The planetoid (2003 VB12), since named Sedna for an Inuit goddess who lives at the bottom of the frigid Arctic ocean, approaches the Sun only briefly during its 10,500-year solar orbit. Sedna is about one-quarter to three-eighths the size of the planet Pluto. At the farthest point in its long, elliptical orbit, Sedna is 130 billion kilometers (84 billion miles) from the Sun - that's about 86 AU, compared with the mean distances of Neptune (about 30 AU) and Pluto (about 39 AU).

Artist's concept of the view from Sedna, looking back toward the distant sun.
Artist's concept of the view from Sedna, looking back toward the distant sun.
The discoverers of Sedna describe it as an inner Oort Cloud object, because it never enters the Kuiper Belt. Sedna never comes closer to the Sun than 76 AU. Sedna is quite an oddity: nobody expected to find an object like it in the largely empty space between the Kuiper Belt and the Oort Cloud. Possibly the Oort Cloud extends much farther in toward the Sun than previously thought, or perhaps Sedna is yet another type of object from the very early solar system, trapped between the Kuiper Belt and the Oort Cloud. Other notable features of Sedna include its size and reddish color; it is the second reddest object in the solar system, after Mars. At an estimated size of three-fourths the size of Pluto, it is likely the largest object found in the solar system since Pluto was discovered in 1930. Sedna lies extremely far from the Sun, in the coldest known region of our solar system, where the temperature never rises above minus 240 degrees Celsius (minus 400 Fahrenheit).

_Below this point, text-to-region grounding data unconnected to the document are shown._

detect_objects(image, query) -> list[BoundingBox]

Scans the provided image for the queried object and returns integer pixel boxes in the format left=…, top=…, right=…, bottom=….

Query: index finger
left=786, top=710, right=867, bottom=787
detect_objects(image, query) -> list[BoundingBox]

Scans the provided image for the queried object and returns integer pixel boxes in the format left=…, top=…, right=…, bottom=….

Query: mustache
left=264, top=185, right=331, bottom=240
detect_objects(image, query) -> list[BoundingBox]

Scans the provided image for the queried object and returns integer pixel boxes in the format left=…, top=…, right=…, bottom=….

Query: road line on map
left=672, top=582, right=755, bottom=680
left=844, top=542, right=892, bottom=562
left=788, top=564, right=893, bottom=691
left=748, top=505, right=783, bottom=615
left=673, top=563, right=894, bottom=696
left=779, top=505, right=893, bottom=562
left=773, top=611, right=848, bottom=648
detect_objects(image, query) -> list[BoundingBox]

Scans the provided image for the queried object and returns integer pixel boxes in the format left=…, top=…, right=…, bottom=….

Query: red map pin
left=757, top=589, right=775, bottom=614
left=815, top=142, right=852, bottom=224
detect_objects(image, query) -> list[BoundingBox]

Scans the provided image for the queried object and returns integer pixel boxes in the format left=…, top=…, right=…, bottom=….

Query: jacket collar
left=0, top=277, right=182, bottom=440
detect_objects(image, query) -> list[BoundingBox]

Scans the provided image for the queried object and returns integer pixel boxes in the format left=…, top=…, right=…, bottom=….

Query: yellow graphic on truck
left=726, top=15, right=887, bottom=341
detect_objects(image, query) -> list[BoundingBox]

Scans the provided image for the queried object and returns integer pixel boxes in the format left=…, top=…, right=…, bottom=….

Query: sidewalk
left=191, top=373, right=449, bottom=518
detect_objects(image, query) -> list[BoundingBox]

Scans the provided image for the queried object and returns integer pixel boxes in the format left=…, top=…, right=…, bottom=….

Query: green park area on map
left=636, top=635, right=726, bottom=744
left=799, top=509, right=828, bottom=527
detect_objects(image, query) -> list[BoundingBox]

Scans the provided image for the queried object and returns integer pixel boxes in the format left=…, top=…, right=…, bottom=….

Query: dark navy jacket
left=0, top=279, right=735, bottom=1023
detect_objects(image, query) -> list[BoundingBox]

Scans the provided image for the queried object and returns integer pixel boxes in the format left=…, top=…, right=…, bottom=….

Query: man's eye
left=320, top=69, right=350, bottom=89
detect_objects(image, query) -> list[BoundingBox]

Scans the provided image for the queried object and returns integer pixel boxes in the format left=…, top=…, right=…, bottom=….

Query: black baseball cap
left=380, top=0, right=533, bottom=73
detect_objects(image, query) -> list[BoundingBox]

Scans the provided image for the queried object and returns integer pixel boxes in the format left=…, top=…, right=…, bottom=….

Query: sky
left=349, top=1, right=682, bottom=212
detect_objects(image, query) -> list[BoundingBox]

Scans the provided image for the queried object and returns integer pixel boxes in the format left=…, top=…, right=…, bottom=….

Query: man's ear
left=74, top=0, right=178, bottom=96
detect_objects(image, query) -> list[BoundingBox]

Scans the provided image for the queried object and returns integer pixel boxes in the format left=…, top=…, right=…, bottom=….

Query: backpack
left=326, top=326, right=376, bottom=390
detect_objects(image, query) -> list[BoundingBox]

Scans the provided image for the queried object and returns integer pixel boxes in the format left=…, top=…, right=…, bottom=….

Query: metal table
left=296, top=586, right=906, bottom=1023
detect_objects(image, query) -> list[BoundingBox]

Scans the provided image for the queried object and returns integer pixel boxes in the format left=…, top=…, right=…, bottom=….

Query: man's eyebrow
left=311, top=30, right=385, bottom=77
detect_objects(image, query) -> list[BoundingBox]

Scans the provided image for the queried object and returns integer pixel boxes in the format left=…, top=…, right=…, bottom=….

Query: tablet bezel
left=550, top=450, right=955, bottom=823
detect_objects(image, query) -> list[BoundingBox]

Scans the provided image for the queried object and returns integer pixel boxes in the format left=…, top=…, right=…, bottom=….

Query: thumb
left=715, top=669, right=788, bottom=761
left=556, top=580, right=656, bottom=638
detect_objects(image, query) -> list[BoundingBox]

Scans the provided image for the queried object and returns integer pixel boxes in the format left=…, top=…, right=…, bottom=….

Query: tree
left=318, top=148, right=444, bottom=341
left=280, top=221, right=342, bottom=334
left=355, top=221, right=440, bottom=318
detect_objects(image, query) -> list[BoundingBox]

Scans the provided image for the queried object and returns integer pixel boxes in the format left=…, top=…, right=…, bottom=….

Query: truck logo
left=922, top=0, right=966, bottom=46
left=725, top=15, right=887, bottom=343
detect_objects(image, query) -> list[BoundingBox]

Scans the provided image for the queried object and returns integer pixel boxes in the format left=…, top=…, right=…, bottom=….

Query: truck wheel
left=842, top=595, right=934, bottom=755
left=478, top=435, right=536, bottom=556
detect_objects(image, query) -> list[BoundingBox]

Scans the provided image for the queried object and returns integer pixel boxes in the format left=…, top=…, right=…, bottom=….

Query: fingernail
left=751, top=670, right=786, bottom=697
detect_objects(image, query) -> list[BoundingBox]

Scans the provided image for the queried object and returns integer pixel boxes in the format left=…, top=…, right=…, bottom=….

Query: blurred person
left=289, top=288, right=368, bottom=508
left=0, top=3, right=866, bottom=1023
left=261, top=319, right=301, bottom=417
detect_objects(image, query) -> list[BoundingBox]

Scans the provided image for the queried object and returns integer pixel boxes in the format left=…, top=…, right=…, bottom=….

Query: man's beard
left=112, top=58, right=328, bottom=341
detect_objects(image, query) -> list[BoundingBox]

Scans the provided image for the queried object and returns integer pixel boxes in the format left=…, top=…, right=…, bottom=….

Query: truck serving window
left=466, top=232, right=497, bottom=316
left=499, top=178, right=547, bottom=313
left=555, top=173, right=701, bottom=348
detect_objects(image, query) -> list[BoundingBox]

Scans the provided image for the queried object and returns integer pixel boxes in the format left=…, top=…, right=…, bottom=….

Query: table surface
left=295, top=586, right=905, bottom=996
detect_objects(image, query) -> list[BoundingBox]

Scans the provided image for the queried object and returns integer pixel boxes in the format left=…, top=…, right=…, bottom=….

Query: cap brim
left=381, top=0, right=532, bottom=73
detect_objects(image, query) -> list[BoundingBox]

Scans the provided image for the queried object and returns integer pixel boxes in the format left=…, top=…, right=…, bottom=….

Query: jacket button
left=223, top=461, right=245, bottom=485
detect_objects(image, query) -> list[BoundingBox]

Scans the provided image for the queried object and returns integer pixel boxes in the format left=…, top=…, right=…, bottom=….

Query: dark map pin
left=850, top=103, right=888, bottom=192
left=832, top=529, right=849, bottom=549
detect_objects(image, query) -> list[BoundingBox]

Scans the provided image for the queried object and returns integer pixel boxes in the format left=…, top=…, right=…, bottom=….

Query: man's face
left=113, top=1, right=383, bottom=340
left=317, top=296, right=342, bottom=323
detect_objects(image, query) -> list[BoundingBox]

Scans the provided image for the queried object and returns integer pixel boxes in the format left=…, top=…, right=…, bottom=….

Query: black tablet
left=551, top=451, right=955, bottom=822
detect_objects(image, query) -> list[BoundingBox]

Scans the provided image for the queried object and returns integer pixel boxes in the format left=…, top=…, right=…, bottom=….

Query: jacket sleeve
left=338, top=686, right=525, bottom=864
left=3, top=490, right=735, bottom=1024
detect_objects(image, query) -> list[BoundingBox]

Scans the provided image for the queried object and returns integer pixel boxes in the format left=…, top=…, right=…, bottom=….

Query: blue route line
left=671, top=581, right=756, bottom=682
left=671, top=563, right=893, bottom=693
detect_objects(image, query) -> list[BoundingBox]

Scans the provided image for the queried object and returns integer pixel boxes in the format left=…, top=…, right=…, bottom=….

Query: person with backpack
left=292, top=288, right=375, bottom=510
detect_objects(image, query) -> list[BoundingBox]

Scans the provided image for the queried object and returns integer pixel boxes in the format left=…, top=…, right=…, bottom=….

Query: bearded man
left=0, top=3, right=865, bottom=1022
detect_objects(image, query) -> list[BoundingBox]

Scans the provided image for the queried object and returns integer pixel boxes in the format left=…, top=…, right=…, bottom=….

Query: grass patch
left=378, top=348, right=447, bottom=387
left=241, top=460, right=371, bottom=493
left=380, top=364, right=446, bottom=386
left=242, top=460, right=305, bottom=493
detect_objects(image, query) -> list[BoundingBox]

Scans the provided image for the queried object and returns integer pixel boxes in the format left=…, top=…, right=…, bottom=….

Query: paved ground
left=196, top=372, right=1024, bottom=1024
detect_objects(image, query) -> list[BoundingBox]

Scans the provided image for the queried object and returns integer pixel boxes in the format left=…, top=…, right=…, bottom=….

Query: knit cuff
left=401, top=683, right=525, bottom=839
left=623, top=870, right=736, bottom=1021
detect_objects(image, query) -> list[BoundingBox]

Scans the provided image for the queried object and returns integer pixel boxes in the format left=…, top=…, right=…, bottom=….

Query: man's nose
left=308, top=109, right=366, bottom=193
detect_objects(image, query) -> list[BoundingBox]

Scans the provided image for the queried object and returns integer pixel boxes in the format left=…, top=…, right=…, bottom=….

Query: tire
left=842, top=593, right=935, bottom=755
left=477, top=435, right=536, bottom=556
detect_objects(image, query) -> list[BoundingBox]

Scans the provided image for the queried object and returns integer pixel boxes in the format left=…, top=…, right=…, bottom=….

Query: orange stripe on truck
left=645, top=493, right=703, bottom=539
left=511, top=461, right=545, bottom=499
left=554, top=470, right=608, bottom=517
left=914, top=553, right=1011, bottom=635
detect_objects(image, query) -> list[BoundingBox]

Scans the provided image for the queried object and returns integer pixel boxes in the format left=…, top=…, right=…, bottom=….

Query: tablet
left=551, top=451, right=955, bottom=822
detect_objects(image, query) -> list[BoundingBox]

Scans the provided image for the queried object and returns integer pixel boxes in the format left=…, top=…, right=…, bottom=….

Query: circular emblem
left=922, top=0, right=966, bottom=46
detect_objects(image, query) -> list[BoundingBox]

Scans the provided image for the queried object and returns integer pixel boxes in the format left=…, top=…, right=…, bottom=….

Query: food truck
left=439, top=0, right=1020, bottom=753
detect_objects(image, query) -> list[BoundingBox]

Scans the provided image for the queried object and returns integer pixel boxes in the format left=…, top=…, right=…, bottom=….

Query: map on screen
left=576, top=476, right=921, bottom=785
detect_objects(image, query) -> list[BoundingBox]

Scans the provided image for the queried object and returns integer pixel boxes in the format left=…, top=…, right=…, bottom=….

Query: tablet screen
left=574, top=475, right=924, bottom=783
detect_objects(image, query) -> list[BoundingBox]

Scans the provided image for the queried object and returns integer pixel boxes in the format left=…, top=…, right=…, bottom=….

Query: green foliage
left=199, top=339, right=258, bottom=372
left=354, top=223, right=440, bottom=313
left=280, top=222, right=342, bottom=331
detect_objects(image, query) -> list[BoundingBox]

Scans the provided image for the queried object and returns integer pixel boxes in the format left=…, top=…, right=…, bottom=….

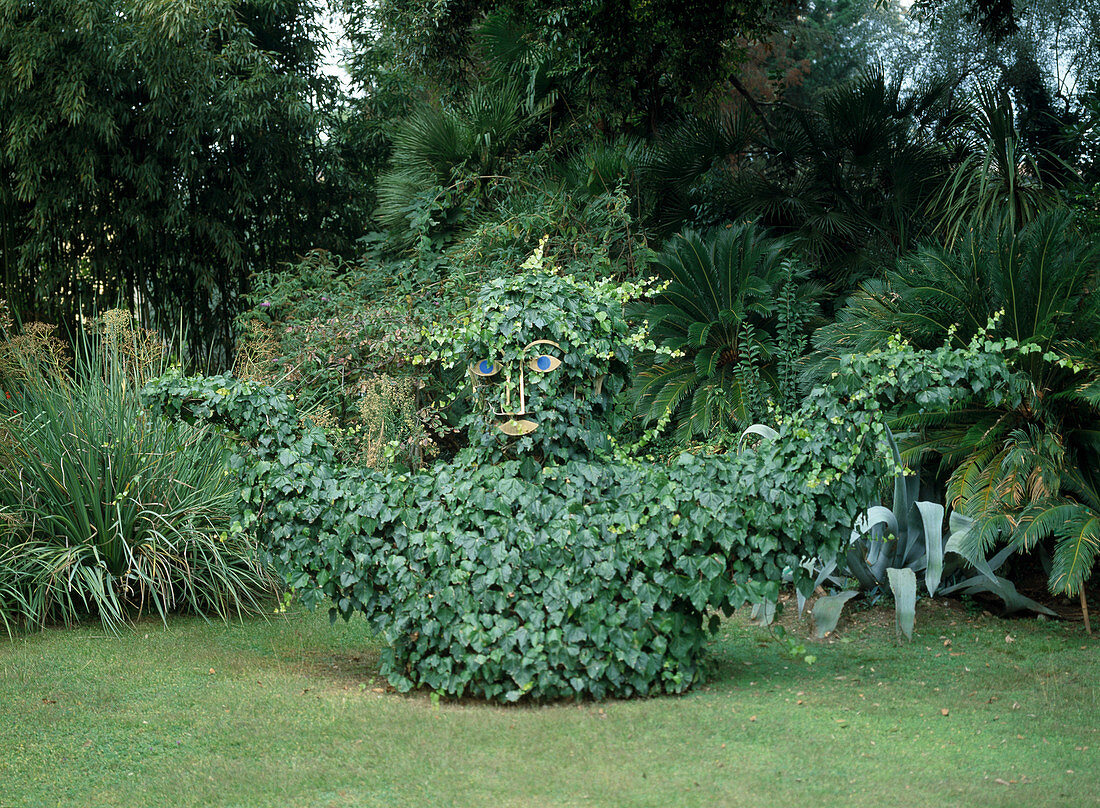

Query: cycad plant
left=632, top=223, right=820, bottom=443
left=0, top=311, right=272, bottom=633
left=950, top=427, right=1100, bottom=605
left=813, top=210, right=1100, bottom=599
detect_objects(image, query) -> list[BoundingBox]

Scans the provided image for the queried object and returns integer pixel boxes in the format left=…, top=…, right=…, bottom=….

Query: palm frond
left=1048, top=513, right=1100, bottom=596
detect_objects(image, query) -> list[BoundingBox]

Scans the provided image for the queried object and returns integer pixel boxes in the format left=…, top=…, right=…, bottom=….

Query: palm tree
left=929, top=87, right=1059, bottom=246
left=374, top=78, right=536, bottom=237
left=637, top=105, right=758, bottom=236
left=727, top=69, right=960, bottom=292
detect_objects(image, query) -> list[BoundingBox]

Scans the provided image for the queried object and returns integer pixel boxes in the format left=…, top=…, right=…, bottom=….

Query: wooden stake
left=1082, top=589, right=1092, bottom=636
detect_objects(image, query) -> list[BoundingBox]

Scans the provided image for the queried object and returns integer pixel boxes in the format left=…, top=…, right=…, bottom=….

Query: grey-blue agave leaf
left=887, top=567, right=917, bottom=641
left=916, top=500, right=946, bottom=595
left=796, top=558, right=815, bottom=617
left=851, top=505, right=899, bottom=542
left=738, top=423, right=778, bottom=453
left=899, top=490, right=931, bottom=567
left=811, top=590, right=858, bottom=638
left=749, top=598, right=776, bottom=626
left=985, top=544, right=1016, bottom=573
left=844, top=544, right=881, bottom=591
left=940, top=513, right=1055, bottom=614
left=940, top=575, right=1057, bottom=616
left=945, top=512, right=1001, bottom=585
left=797, top=556, right=838, bottom=617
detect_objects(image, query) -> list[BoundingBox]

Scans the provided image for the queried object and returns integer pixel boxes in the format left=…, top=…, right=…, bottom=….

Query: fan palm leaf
left=374, top=76, right=538, bottom=236
left=727, top=68, right=957, bottom=289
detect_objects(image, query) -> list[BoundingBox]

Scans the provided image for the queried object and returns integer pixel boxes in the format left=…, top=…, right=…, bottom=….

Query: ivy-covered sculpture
left=144, top=259, right=1022, bottom=701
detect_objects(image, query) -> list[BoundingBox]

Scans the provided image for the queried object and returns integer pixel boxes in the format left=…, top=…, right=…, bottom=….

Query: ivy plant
left=419, top=244, right=664, bottom=463
left=143, top=270, right=1027, bottom=700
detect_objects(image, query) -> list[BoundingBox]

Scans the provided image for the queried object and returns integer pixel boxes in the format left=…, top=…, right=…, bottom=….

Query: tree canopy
left=0, top=0, right=348, bottom=354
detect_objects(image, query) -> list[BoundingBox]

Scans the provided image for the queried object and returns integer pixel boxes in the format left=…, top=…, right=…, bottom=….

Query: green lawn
left=1, top=599, right=1097, bottom=808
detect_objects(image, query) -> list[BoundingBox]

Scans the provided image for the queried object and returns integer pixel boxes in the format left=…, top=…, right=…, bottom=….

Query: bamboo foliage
left=0, top=0, right=332, bottom=358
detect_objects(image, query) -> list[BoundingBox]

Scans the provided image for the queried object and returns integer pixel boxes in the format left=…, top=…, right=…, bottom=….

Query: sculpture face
left=446, top=270, right=633, bottom=462
left=469, top=340, right=563, bottom=436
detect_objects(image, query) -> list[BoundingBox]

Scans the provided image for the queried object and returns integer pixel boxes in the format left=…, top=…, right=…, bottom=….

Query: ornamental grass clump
left=0, top=309, right=273, bottom=634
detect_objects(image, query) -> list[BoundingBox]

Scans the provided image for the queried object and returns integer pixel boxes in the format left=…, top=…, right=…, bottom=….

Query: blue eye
left=471, top=359, right=500, bottom=377
left=528, top=354, right=561, bottom=373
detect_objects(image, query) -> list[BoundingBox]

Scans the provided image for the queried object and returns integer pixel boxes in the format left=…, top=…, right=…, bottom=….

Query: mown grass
left=1, top=598, right=1097, bottom=808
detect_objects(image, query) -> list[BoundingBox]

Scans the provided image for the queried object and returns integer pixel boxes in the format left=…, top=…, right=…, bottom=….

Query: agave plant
left=632, top=223, right=821, bottom=443
left=744, top=425, right=1055, bottom=640
left=831, top=429, right=1053, bottom=639
left=812, top=211, right=1100, bottom=601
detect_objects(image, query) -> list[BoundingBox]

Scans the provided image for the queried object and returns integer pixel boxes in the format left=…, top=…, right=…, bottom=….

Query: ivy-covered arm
left=141, top=367, right=308, bottom=448
left=141, top=369, right=386, bottom=614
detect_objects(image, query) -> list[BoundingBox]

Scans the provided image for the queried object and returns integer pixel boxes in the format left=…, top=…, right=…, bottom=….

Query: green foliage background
left=0, top=0, right=360, bottom=358
left=3, top=0, right=1100, bottom=641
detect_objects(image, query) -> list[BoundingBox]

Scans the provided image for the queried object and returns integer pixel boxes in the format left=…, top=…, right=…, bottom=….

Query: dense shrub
left=445, top=171, right=646, bottom=290
left=237, top=251, right=443, bottom=468
left=145, top=368, right=859, bottom=698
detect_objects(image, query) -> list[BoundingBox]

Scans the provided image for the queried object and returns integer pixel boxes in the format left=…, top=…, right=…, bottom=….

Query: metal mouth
left=496, top=416, right=538, bottom=436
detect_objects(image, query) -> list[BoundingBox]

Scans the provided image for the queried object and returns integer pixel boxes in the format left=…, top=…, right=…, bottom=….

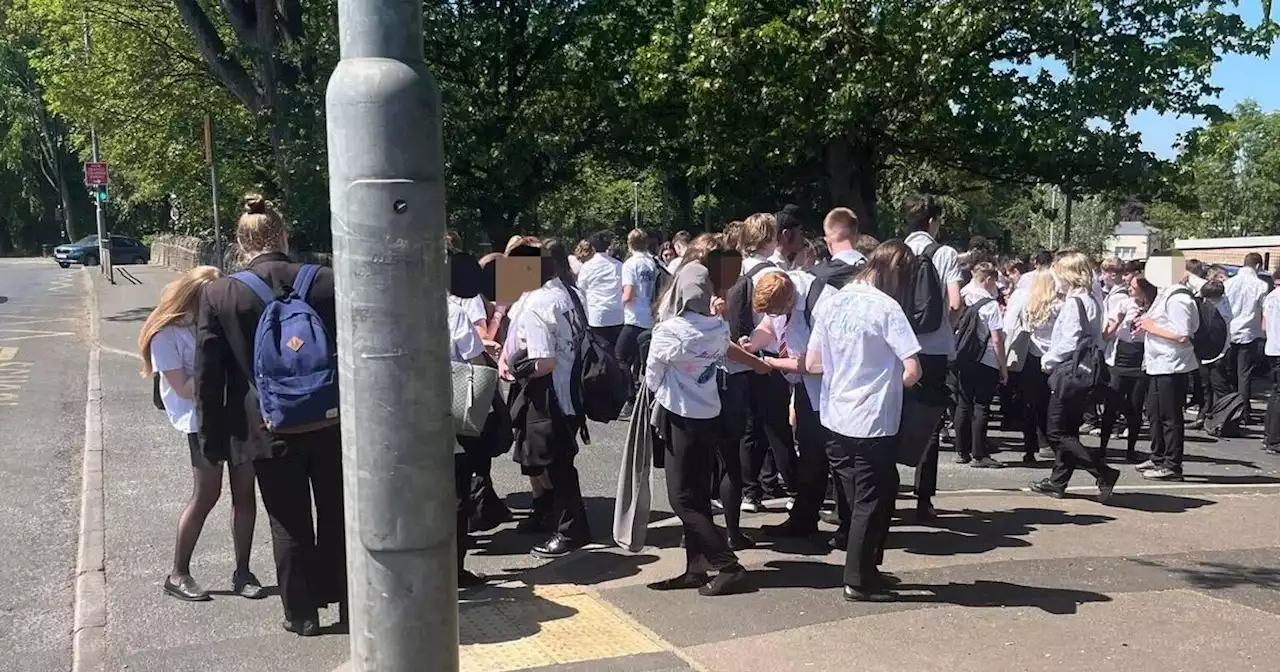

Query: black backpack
left=954, top=297, right=996, bottom=363
left=1171, top=287, right=1225, bottom=362
left=725, top=261, right=777, bottom=341
left=1050, top=297, right=1103, bottom=400
left=652, top=260, right=673, bottom=307
left=565, top=290, right=630, bottom=428
left=907, top=242, right=946, bottom=334
left=803, top=258, right=866, bottom=327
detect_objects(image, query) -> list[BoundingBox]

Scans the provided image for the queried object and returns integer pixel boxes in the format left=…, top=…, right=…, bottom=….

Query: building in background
left=1175, top=235, right=1280, bottom=271
left=1106, top=221, right=1165, bottom=260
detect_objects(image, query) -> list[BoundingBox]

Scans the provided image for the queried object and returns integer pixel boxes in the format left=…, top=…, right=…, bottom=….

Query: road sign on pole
left=84, top=162, right=110, bottom=186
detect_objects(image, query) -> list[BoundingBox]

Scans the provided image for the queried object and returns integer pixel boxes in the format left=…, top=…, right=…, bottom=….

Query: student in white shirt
left=619, top=228, right=659, bottom=409
left=758, top=208, right=867, bottom=542
left=1261, top=282, right=1280, bottom=454
left=1135, top=260, right=1200, bottom=481
left=953, top=263, right=1008, bottom=468
left=1224, top=253, right=1270, bottom=424
left=576, top=232, right=625, bottom=349
left=901, top=195, right=962, bottom=520
left=139, top=266, right=263, bottom=603
left=725, top=213, right=796, bottom=513
left=645, top=262, right=749, bottom=596
left=768, top=204, right=807, bottom=271
left=1013, top=268, right=1062, bottom=463
left=805, top=279, right=922, bottom=603
left=1099, top=268, right=1154, bottom=462
left=449, top=299, right=490, bottom=588
left=504, top=241, right=591, bottom=559
left=1030, top=252, right=1121, bottom=501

The KBO is usually even colder because it approaches the Sun this closely only briefly during its 10,500 year orbit around the Sun. At its most distant, "Sedna" is 130 billion kilometers (84 billion miles) from the Sun. That is 900 times Earth's distance from the Sun.

Scientists used the fact that even the Spitzer telescope was unable to detect the heat of the extremely distant, cold object to determine that it must be no more than 1,700 kilometers (about 1,000 miles) in diameter, smaller than Pluto. By combining all available data, Brown estimates the size at about halfway between that of Pluto and Quaoar, the planetoid discovered by the same team in 2002. Until "Sedna" was detected, Quaoar was the largest known body beyond Pluto.

Because KBOs are so distant, their sizes are difficult to measure. The given diameter of a KBO depends on assumptions about how its brightness relates to its size. To estimate size based on brightness, one assumes what percentage of sunlight the object's surface reflects; this percentage is known as the albedo. Thinking that the albedo of an average KBO is similar to that of comets, astronomers calculated the sizes of KBOs based on the reflectivity of comets, which is about 4 percent. An efficient way to calculate an object's albedo is to measure the heat it radiates in the infrared. In 2004, astronomers using the Spitzer Space Telescope did a survey of KBOs at infrared wavelengths and found that they averaged about 12 percent; thus, KBOs might be smaller objects than astronomers originally thought. However, new discoveries may alter this perception.